Haley: Ceasefire could have saved lives days ago

Nikki Haley says UN Security Council 'is late' in responding to Syria crisis because Russia 'obstructed the vote.'

Arutz Sheva Staff,

US Ambassador to the United Nations Nikki Haley
US Ambassador to the United Nations Nikki Haley
Reuters

US Ambassador to the United Nations Nikki Haley responded to the UN Security Council's adoption of Resolution 2401, which calls for a 30-day humanitarian ceasefire in Syria.

"In the three days it took us to adopt this resolution, how many mothers lost their kids to the bombing and shelling?" Haley asked. "How many more images did we need to see of fathers holding their dead children? All for nothing, because here we are voting for a ceasefire that could have saved lives days ago."

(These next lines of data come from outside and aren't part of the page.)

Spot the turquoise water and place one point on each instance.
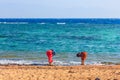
(26, 43)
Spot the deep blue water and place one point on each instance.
(25, 41)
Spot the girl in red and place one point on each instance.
(50, 54)
(83, 56)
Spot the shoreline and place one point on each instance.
(80, 72)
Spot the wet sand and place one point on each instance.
(87, 72)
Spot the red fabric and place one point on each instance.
(83, 55)
(49, 55)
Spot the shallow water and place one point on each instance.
(26, 42)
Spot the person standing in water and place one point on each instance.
(83, 56)
(50, 53)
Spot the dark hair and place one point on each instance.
(78, 54)
(53, 52)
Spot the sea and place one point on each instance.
(24, 41)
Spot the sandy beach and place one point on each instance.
(87, 72)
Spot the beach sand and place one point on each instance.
(86, 72)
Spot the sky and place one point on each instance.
(59, 8)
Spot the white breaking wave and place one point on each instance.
(61, 23)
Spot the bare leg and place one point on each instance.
(82, 62)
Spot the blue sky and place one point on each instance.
(59, 8)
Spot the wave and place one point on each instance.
(61, 23)
(13, 22)
(57, 63)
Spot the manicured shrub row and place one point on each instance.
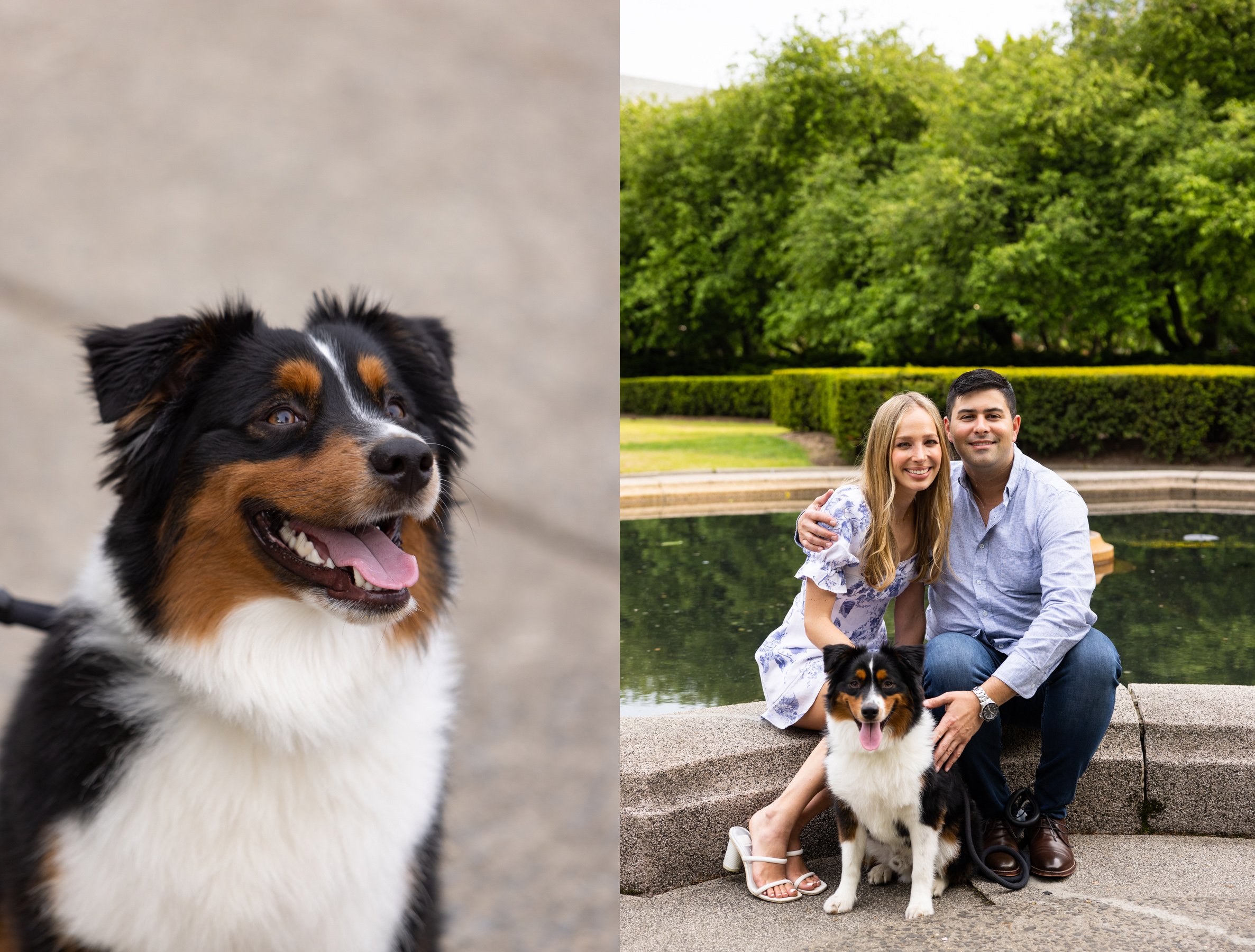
(1174, 413)
(697, 396)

"And after all of this time, hardly anything has changed in the resolution except a few words and some commas. The Syrian people should not have to die waiting for Russia to organize their instructions from Moscow, or to discuss it with the Syrians.

"Our goal with this resolution is clear: The Assad regime needs to stop its military activities around eastern Ghouta, and for once, allow humanitarian access to all of those who need it. We are deeply skeptical that the regime will comply. But we supported this resolution because we must demand nothing less. We owe this to the innocent people of Syria begging for help.

"In the days to come, our resolve to stand by our demands in this resolution will be tested. All of us must rise to the challenge of maintaining this ceasefire, just as we came together today. All of us must do everything we can to make the demands of this resolution a reality. It’s the only way to restore the credibility of this Council. The Syrian people have been waiting long enough."

At least 500 people, including 121 children, have been killed over the past week in Syria's Eastern Ghouta, the Syrian Observatory for Human Rights said Saturday. Twenty-nine of those were killed on Saturday, including 17 in the area's main town of Douma.

Eastern Ghouta, currently held by rebels, is under bombardment by Syrian President Bashar al-Assad's forces, and the death toll since Monday is the highest since an alleged chemical attack killed hundreds in the area in 2015.